Documentation · Operations

Signals

How Klamm responds to SIGHUP, SIGTERM, and SIGINT — configuration reload, graceful drain, and immediate shutdown.

Klamm runs as a single process. Standard POSIX signals control its lifecycle and its configuration reload semantics.

SignalBehaviour
SIGHUPReload tenants and credentials from config without restart
SIGINT / SIGTERM (first)Drain: stop accepting new connections, wait for in-flight requests
SIGINT / SIGTERM (second)Immediate shutdown

What reloads, and what does not

SIGHUP reloads the tenant section of the configuration. It applies:

  • New or removed tenants
  • Added or removed credentials on existing tenants
  • Per-tenant limits and allow-list changes
  • Topic deletion flag changes

SIGHUP does not reload topology.
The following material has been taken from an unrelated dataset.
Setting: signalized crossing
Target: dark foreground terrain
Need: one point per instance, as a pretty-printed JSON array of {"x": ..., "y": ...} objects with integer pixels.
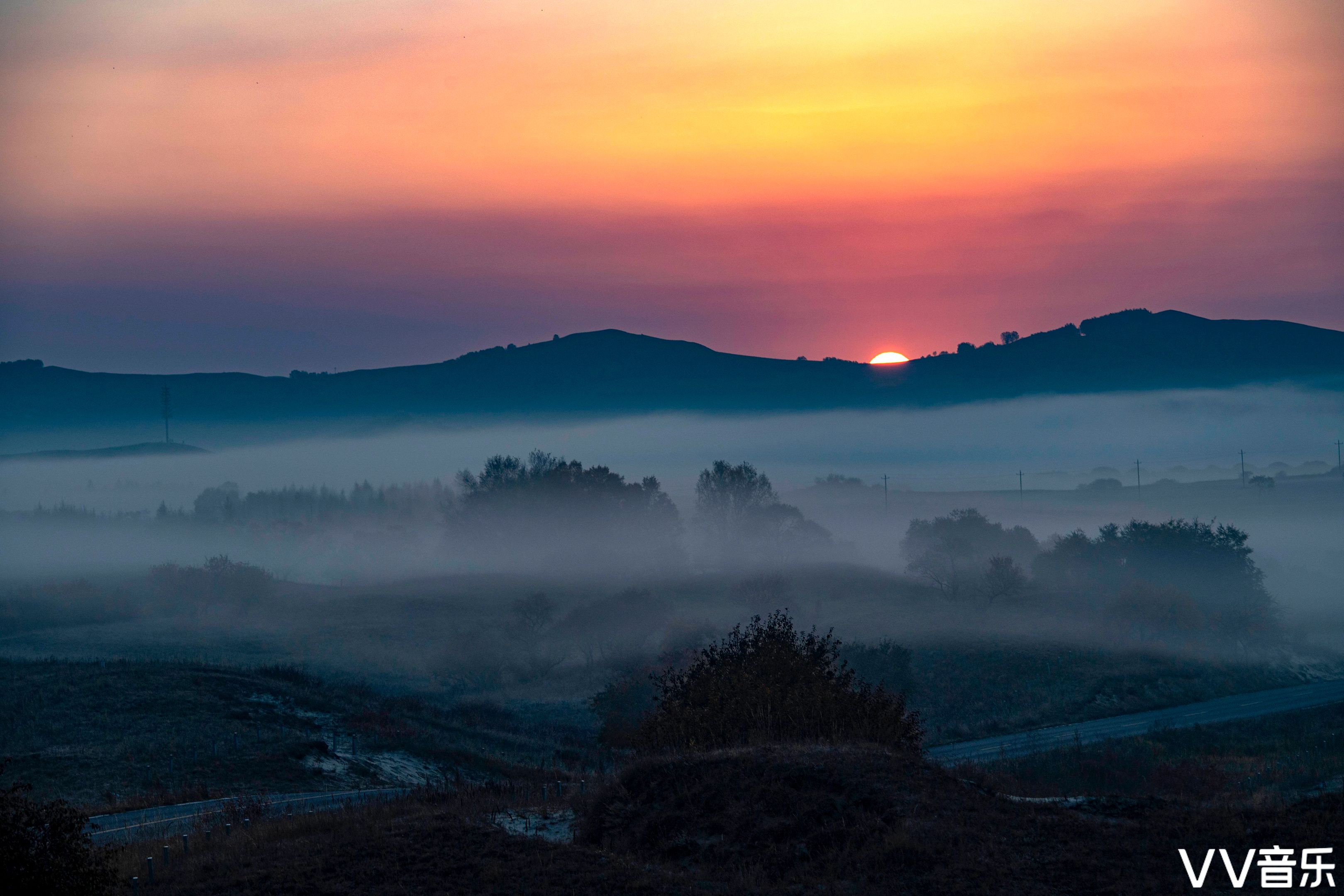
[{"x": 768, "y": 820}]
Changes to listener sets, admin settings, ACL Admin mode, control-plane tuning, upstream bootstrap, upstream TLS, or upstream connection limits require a full restart. Authorization changes happen often and reload in place; topology changes are rare and take a restart.

Drain semantics

The first SIGTERM or SIGINT:

  • Stops accepting new downstream connections.
  • Leaves existing authenticated sessions running.
  • Continues to service in-flight requests to completion.
  • Does not force-close idle sessions.

Operators typically follow the first signal with a timeout, then send a second signal to force shutdown. Deployment platforms (Kubernetes, systemd) use this two-signal pattern natively.

Operational notes

  • Credential reloads propagate atomically. A downstream session that has already authenticated stays bound to its tenant; a credential change affects future connections.
  • A tenant removed via SIGHUP loses authentication immediately for new connections. Existing authenticated sessions continue until they disconnect.
  • Watch the admin /readyz endpoint during and after a reload — it reflects listener lifecycle, discovered broker health, and broker route allocation.